A cover for the ‘‘Post’’ from 1932

4. His model was his biggest secret

It’s slightly ironic that Leyendecker defined the aspirational male because a key part of his identity would likely have been shunned while he lived. For most of his adult life, he cohabitated with Charles Beach, in what many biographers have assumed to be a gay relationship. (Similarly, critics have noted Leyendecker’s skill and affinity for putting his subjects in borderline homoerotic stances, situations, and spaces.) In fact, Beach served as Leyendecker’s model for much of his career, including the famous Arrow Collar Man. In this way, a gay man found his likeness on doorsteps of homes across the country that might have felt funny letting in anyone they found too “queer.” As Collecters Weekly put it, “Before Rockwell, a Gay Artist Defined the Perfect American Male.”
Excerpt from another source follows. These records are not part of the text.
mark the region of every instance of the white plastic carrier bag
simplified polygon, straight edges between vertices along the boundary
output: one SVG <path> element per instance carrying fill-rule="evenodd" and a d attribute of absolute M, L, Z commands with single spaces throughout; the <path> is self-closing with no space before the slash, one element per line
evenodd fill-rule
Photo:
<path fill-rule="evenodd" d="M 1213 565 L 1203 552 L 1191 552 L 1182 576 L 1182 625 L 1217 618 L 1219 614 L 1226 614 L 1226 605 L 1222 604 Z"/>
An illustration by Leyendecker

5. His decline wasn’t pretty—or public

Leyendecker was a man of his time (in part because he helped mold it). Like the rest of the country, the ’20s were a highpoint that only made the ’30s all the more devastating. In the ’20s, he and Beach held galas for friends and, more importantly, key gatekeepers. Their home gradually became a beacon for celebrities and artists. But as the economy crashed, his commissions starkly decreased, and he had to pull back on a lot of the spending that had fueled his social extravagance. As the years rolled on, he regained work but never what he’d had before. When he passed away in 1954, he hadn’t been seen in public for some time at the behest of Beach, reportedly.
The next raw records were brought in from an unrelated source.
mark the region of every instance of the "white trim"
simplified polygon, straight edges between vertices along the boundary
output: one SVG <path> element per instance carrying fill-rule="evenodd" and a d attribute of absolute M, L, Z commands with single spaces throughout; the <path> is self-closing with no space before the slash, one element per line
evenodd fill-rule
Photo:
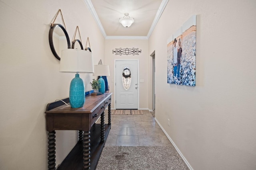
<path fill-rule="evenodd" d="M 147 37 L 148 37 L 148 39 L 149 38 L 151 34 L 152 33 L 152 32 L 154 30 L 154 28 L 155 28 L 155 27 L 156 25 L 156 23 L 157 23 L 157 22 L 158 22 L 161 16 L 162 15 L 162 13 L 164 12 L 164 10 L 165 8 L 166 5 L 167 4 L 167 3 L 168 2 L 168 1 L 169 0 L 163 0 L 160 5 L 160 7 L 158 9 L 158 10 L 157 11 L 157 12 L 156 12 L 156 16 L 155 17 L 155 19 L 154 19 L 153 21 L 153 23 L 152 23 L 152 25 L 151 25 L 151 26 L 150 27 L 150 28 L 149 30 L 148 31 L 148 35 Z"/>
<path fill-rule="evenodd" d="M 148 39 L 146 36 L 107 36 L 106 39 Z"/>
<path fill-rule="evenodd" d="M 94 18 L 97 25 L 98 25 L 98 27 L 99 27 L 99 28 L 101 32 L 101 33 L 102 34 L 102 35 L 104 37 L 105 39 L 148 39 L 150 35 L 151 35 L 151 33 L 152 33 L 152 32 L 154 30 L 154 29 L 155 28 L 155 27 L 156 25 L 156 23 L 157 22 L 158 22 L 159 20 L 159 18 L 160 18 L 160 17 L 162 15 L 165 7 L 167 4 L 167 3 L 169 0 L 163 0 L 161 4 L 160 4 L 160 6 L 159 7 L 159 8 L 158 8 L 157 12 L 156 12 L 156 16 L 155 17 L 155 18 L 153 21 L 153 22 L 152 23 L 152 24 L 151 25 L 151 26 L 150 28 L 149 29 L 149 30 L 148 31 L 148 35 L 146 36 L 107 36 L 106 32 L 105 32 L 105 30 L 104 30 L 104 28 L 102 26 L 100 21 L 100 19 L 99 19 L 99 17 L 98 16 L 98 15 L 95 11 L 95 10 L 94 9 L 93 6 L 92 5 L 92 2 L 90 0 L 84 0 L 84 2 L 87 6 L 87 8 L 91 12 L 92 17 Z"/>
<path fill-rule="evenodd" d="M 162 130 L 164 132 L 165 135 L 166 136 L 166 137 L 167 137 L 167 138 L 168 138 L 168 139 L 169 139 L 170 141 L 171 142 L 171 143 L 172 143 L 172 144 L 174 148 L 175 148 L 175 149 L 176 150 L 177 150 L 177 152 L 178 152 L 180 156 L 181 157 L 181 158 L 182 158 L 185 163 L 186 164 L 186 165 L 187 165 L 187 166 L 188 166 L 188 168 L 190 170 L 193 170 L 191 166 L 190 166 L 190 165 L 189 164 L 187 160 L 186 159 L 186 158 L 185 158 L 185 157 L 181 153 L 181 152 L 180 152 L 180 151 L 179 149 L 178 148 L 177 146 L 175 145 L 175 144 L 173 142 L 173 141 L 172 141 L 170 137 L 169 137 L 169 135 L 167 134 L 167 133 L 166 133 L 166 132 L 164 130 L 163 127 L 160 124 L 160 123 L 157 120 L 157 119 L 156 117 L 155 117 L 155 120 L 156 121 L 156 122 L 157 123 L 157 124 L 158 124 L 158 125 L 159 125 L 159 126 L 160 127 Z"/>
<path fill-rule="evenodd" d="M 102 34 L 103 37 L 104 38 L 106 39 L 107 35 L 106 34 L 106 32 L 105 32 L 105 30 L 104 30 L 104 28 L 102 26 L 100 21 L 100 19 L 99 19 L 99 17 L 98 16 L 98 15 L 97 15 L 97 13 L 95 11 L 95 10 L 94 9 L 93 6 L 92 5 L 92 2 L 90 0 L 84 0 L 84 2 L 86 4 L 86 6 L 87 6 L 87 8 L 91 12 L 92 17 L 94 18 L 97 25 L 98 25 L 98 27 L 99 27 L 99 28 L 101 32 L 101 33 Z"/>
<path fill-rule="evenodd" d="M 139 80 L 140 80 L 140 61 L 139 59 L 115 59 L 114 60 L 114 90 L 115 92 L 115 95 L 114 95 L 114 102 L 115 103 L 115 107 L 114 107 L 114 109 L 116 109 L 116 61 L 138 61 L 138 109 L 140 108 L 140 83 L 139 83 Z"/>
Leyendecker lived a long and complicated life, one that was hidden behind his very public creations. In this way, he mirrored the times even more than some biographers give him credit for. After all, if the Post’s covers captured what Americans aspired to, it was a reality quite distinct from the one they lived. What they found on the page didn’t represent what was happening off it. The same could be said for the man who drew their dreams.